Ganga Bruta (1933)
Um homem (Durval Bellini) casa com uma mulher (Lu Marival), descobre que ela não era pura na noite de núpcias. Revoltado, ele elimina a mulher. Ele vai a julgamento e é absolvido por unanimidade. Sai da cidade grande, enriquece com sua usina, conhece uma jovem (Déa Selva) e acaba se apaixonando por ela. A garota tem um noivo (Décio Murillo), que, ao descobrir o romance, parte para o confronto.
Não há nada na trama que sinalize a importância desse clássico da Cinédia. É pura arte imagética, forma sobrepondo-se ao conteúdo, cinema em estado bruto, obra-prima do pioneiro diretor Humberto Mauro, falecido em 05 de Novembro, de 1983. No mesmo dia, mês e ano, nascia este que vos escreve.
Iniciado em 1931, o longa mudo sofreu atrasos consideráveis. O produtor Adhemar Gonzaga sonhava rodar o projeto na Amazônia, o que acabou não acontecendo, com problemas de verba e carência de filme. Ainda assim, a produção simbolizava uma maturidade profissional do cinema nacional, com cenas internas captadas por quatro câmeras, algo usual na Hollywood da época, porém, novo para os nossos padrões de outrora.
Quando foi lançado, em 1933, já inserido numa sociedade deslumbrada com o cinema sonoro, o projeto teve que ser adaptado para a nova demanda, com a inserção de trechos de áudio, diálogos, ruídos e canções. O mais bonito é constatar que, a despeito destas modificações, o silêncio continua sendo o aspecto mais interessante e criativo no resultado final. O som, uma inovação na época, analisado hoje, é o elemento datado, enquanto a poesia visual de Mauro segue relevante.
O que muda na mente do protagonista, do primeiro casamento, que inicia a trama, ao segundo casamento, no desfecho? O primeiro crime cometido foi consciente, o segundo foi involuntário, o rapaz acaba se afogando (simbolicamente, em seu próprio ódio), ainda que o homem tenha resgatado ele das águas. Vale destacar o simbolismo do afogamento, uma espécie de novo nascimento, já que o resgate da jovem que estava se afogando foi o gatilho emocional que despertou a paixão dele. Outro símbolo que se repete é o do crucifixo, presente na montagem da cena do casamento final, metaforicamente dando àquele ritual o peso do sacrifício cristão, em que dois pecadores se unem na esperança da remissão.
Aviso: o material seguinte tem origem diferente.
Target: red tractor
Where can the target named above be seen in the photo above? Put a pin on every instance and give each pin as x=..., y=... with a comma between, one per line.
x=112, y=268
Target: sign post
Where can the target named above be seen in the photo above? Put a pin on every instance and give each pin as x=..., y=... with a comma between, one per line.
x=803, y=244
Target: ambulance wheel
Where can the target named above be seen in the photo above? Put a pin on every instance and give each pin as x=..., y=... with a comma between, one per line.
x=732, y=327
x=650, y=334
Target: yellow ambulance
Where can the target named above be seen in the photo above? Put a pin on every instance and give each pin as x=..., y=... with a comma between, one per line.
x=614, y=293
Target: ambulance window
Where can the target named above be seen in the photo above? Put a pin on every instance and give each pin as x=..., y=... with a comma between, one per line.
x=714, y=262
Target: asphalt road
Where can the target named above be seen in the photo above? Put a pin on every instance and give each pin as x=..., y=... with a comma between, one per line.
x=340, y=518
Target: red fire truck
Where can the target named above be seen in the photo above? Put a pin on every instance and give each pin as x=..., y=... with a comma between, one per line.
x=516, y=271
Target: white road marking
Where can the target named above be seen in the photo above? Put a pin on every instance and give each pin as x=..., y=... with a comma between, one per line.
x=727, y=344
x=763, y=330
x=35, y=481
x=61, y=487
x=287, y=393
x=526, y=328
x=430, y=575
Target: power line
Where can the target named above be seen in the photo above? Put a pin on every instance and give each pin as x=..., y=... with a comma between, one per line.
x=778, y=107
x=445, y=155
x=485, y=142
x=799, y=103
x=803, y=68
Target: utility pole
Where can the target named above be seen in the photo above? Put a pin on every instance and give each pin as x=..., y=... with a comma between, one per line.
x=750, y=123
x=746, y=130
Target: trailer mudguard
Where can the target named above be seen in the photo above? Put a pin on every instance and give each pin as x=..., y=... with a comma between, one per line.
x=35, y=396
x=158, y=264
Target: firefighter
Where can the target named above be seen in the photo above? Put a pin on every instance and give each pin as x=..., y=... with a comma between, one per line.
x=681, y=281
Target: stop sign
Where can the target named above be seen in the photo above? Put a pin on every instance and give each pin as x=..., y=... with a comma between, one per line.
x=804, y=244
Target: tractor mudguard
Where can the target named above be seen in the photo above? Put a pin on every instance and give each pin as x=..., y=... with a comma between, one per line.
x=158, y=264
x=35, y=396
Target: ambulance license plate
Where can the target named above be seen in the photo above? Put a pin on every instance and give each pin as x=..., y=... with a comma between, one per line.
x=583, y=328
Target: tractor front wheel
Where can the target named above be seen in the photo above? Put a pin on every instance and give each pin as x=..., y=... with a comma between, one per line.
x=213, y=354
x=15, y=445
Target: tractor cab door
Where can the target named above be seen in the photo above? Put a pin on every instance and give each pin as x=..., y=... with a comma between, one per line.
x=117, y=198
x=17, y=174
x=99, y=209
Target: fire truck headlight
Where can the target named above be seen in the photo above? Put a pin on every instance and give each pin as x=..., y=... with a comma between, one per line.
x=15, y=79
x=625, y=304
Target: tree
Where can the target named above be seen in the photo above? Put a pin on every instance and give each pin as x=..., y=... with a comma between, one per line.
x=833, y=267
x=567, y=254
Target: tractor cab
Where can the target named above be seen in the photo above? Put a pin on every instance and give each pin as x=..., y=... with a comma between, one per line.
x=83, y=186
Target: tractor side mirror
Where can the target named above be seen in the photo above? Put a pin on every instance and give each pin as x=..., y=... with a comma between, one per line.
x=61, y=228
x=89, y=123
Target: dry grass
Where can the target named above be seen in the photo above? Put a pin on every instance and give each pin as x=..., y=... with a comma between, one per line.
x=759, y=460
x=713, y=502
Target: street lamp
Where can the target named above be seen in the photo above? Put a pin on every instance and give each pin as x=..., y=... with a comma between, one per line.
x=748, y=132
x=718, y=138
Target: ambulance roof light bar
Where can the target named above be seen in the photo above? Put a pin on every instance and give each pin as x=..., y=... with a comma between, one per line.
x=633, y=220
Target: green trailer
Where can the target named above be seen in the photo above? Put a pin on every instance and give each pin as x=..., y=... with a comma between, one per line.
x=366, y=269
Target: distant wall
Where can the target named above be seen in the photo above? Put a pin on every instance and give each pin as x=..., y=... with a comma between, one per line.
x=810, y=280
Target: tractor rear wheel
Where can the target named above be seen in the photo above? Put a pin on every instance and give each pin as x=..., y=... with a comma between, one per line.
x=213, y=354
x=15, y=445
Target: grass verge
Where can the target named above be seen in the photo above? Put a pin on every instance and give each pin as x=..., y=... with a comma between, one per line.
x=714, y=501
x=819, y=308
O tom é irônico, o ser humano é o diamante bruto, frágil, inseguro, carente. O exílio na cidade do interior não se mostrou garantia de paz, muito menos interna. A pureza física da jovem não significava pureza moral, a garota se divertia jogando com os sentimentos dos dois personagens. Ao subverter estes valores, o roteiro se mostra à frente de seu tempo. Em sua dinâmica montagem claramente inspirada pelo trabalho de Eisenstein e Dziga Vertov, a relação romântica é insinuada em uma sequência que mostra os operários trabalhando na usina, ferramentas operando como símbolos.
Vale salientar a competência da montagem na sequência de luta no bar, ainda hoje, um primor de ritmo. É lindo também o flashback despertado por um violão em seresta, um recurso que, somado aos ângulos e planos inovadores, representa uma audácia criativa ainda rara em nossa trôpega indústria.
Humberto Mauro continua sendo, especialmente em nosso período pobre atual, dominado pela estética televisiva na tela grande, um dos poucos realizadores brasileiros que verdadeiramente compreendem o potencial da Sétima Arte.